What is a Banking Meltdown and Why is it Possible?
It would be nice to think the economy isn't in such bad shape, but after reading the article below, I have my doubts that things are going to get any better before they get worse.
Wouldn't it be great to hear the opinions of those bankers (or other knowlegable finance pro's) who regularly visit this forum, and hear what hey think about how we got into such a mess with derivatives and what could/should have been done to prevent this global banking debaucle?! Where are a pair of good cement boots when one needs them!
Citigroup collapses! Banking Shutdown Possible
by Martin D. Weiss, Ph.D. 11-24-08
"What Is a Banking Meltdown And Why Is it Possible?
On October 11, 2008, a single statement hit the international wire services that provides more specific clues:
"Intensifying solvency concerns about a number of the largest U.S.-based and European financial institutions have pushed the global financial system to the brink of systemic meltdown."
This statement was not the random rant of a gloom-and-doomer on the fringe of society. Nor was it excerpted from a twentieth century history book about the Great Depression. It was the serious, objective assessment announced at a Washington, D.C. press conference by the Managing Director of the International Monetary Fund (IMF).
The unmistakable implication: So many of the world's largest banks were so close to bankruptcy, the entire banking system was vulnerable to a massive collapse. The primary underlying cause:
The Mafia knows all about systemic meltdowns of gambling networks. In the numbers racket, for example, players place their bets through a bookie, who, in turn is part of an intricate network of bookies. Most of the time, the system works. But if just one big player fails to pay bookie A, that bookie might be forced to renege on bookie B, who, in turn stiffs bookie C, causing a chain reaction of payment failures.
The bookies go bankrupt. The losers lose. And even the winners get nothing. Worst of all, players counting on winnings from one side of their bets to cover losses in offsetting bets are also wiped out. The whole network crumbles" a systemic meltdown.
To avert this kind of a disaster, the Mafia henchmen know exactly what they have to do, and they do it swiftly: If a gambler fails to pay once, he could find himself with broken bones in a dark alley; twice, and he could wind up in cement boots at the bottom of the East River.
Unlike the Mafia, established stock and commodity exchanges, like the NYSE and the Chicago Board of Trade, are entirely legal. But like the Mafia, they understand these dangers and have strict enforcement procedures to prevent them. When you want to purchase 100 shares of Microsoft, for example, you never buy directly from the seller. You must always go through a brokerage firm, which, in turn is a member in good standing of the exchange. The brokerage firm must keep close tabs on all its customers, and the exchange keeps close track of all its member firms. If you can't come up with the money to pay for your shares, the broker is required to promptly liquidate your securities, literally kicking you out of the game. And if the brokerage firm as a whole runs into financial trouble, it meets a similar fate with the exchange. Very, very swiftly!
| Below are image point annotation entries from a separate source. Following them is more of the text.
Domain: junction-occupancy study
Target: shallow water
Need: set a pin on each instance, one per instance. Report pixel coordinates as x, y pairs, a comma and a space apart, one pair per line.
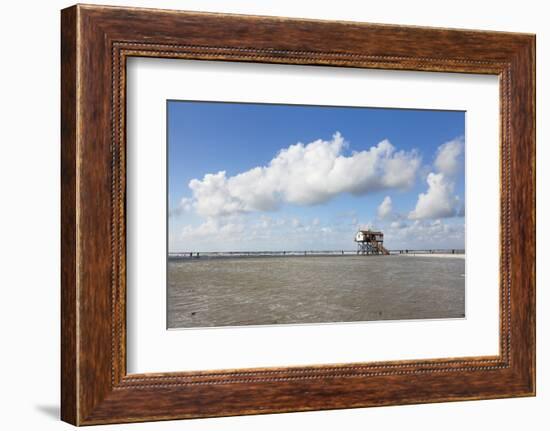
291, 290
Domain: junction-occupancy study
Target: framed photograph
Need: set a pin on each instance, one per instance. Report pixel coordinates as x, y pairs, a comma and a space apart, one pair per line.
263, 214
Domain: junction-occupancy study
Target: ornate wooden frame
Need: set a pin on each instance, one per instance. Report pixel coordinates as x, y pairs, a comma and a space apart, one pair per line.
95, 42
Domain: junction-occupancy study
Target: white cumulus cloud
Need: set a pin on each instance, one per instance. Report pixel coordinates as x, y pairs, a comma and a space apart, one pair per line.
305, 174
448, 158
385, 208
438, 201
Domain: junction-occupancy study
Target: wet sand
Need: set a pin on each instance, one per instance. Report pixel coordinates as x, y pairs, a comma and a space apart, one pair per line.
315, 289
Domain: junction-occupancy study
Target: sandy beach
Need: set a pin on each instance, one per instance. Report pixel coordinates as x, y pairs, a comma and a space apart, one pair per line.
315, 289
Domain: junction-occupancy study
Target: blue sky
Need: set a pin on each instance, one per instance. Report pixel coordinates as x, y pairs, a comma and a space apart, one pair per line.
288, 177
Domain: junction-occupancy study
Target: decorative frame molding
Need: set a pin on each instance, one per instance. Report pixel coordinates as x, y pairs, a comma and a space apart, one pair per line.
96, 41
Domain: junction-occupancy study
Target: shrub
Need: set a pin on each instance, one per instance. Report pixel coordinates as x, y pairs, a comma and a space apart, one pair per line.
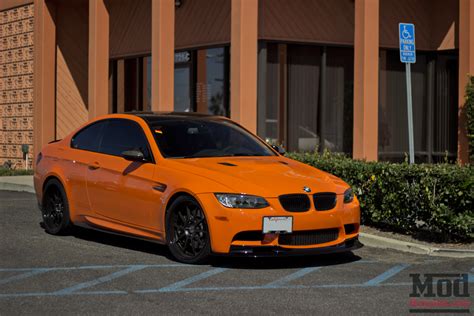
436, 199
469, 108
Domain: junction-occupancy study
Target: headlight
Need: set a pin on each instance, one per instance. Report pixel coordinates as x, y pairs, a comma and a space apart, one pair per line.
348, 196
241, 200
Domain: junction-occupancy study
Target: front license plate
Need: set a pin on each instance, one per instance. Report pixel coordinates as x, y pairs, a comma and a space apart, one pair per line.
280, 224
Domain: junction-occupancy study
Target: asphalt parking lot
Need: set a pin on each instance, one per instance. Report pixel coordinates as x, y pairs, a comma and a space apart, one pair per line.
97, 273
Here's the key: For the most part, the global derivatives market has no brokerage, no exchange, and no equivalent enforcement mechanism. In fact, among the $181.2 trillion in derivative bets held by U.S. banks at mid-year 2008, only $8.2 trillion, or 4.5%, was regulated by an exchange. The balance " $173.9 trillion, or 95.5% " was bets placed directly between buyer and seller (called 'over the counter'. And among the $596 trillion in global derivatives tracked by the BIS at year-end 2007, 100% were over the counter. No exchanges. No overarching enforcement mechanism.
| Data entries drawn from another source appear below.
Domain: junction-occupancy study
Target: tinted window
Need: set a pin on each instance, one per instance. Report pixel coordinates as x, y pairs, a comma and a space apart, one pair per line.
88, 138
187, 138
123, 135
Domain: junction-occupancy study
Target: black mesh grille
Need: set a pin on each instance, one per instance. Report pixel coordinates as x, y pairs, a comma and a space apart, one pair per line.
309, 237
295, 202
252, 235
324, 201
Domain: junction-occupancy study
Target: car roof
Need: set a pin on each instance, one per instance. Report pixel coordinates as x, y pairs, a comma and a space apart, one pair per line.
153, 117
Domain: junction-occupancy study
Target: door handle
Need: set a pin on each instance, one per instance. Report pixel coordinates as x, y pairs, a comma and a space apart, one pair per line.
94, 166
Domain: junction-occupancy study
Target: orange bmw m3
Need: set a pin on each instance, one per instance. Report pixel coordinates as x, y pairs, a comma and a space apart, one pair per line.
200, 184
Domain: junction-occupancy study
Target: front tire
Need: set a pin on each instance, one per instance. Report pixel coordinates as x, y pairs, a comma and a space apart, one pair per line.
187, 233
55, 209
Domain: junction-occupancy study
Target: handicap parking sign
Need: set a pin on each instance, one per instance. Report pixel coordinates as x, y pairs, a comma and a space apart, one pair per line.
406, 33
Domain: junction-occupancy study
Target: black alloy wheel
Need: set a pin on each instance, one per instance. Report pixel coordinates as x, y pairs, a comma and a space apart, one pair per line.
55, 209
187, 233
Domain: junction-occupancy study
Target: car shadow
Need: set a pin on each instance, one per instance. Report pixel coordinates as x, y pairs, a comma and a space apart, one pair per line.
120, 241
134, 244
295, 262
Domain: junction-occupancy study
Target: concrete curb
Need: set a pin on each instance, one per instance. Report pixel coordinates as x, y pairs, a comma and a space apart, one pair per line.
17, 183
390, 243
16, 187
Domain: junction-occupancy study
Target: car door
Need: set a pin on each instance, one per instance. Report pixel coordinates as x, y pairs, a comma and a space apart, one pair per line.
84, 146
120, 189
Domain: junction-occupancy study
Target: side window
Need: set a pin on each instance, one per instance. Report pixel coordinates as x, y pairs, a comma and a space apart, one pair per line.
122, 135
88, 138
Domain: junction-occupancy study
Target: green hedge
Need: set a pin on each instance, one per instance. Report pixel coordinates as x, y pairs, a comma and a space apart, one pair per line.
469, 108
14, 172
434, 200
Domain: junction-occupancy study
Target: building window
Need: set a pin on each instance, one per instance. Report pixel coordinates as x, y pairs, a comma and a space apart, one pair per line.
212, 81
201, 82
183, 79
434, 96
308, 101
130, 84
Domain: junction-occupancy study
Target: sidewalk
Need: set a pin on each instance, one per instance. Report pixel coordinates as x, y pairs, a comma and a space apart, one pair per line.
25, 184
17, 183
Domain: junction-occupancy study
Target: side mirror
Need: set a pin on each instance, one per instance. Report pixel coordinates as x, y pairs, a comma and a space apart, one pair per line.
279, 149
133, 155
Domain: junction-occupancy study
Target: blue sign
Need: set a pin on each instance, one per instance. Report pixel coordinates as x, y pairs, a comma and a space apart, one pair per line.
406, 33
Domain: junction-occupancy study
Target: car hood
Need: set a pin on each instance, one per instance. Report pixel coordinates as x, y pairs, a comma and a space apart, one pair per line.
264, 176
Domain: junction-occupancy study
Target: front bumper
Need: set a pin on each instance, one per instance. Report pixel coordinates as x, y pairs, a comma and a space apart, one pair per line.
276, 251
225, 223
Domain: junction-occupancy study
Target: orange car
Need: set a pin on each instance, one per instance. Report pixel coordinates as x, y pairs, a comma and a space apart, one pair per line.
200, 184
This is not just a matter of weak or non-existent regulation. It's far worse. It's the equivalent of an undisciplined conglomeration of players gambling on the streets without even a casino to maintain order. Moreover, the data compiled by the OCC and BIS showed that the bets were so large and the gambling so far beyond the reach of regulators, all it would take was the bankruptcy of one of the lesser derivatives players'" such as Lehman Brothers " to throw the world's credit markets into paralysis."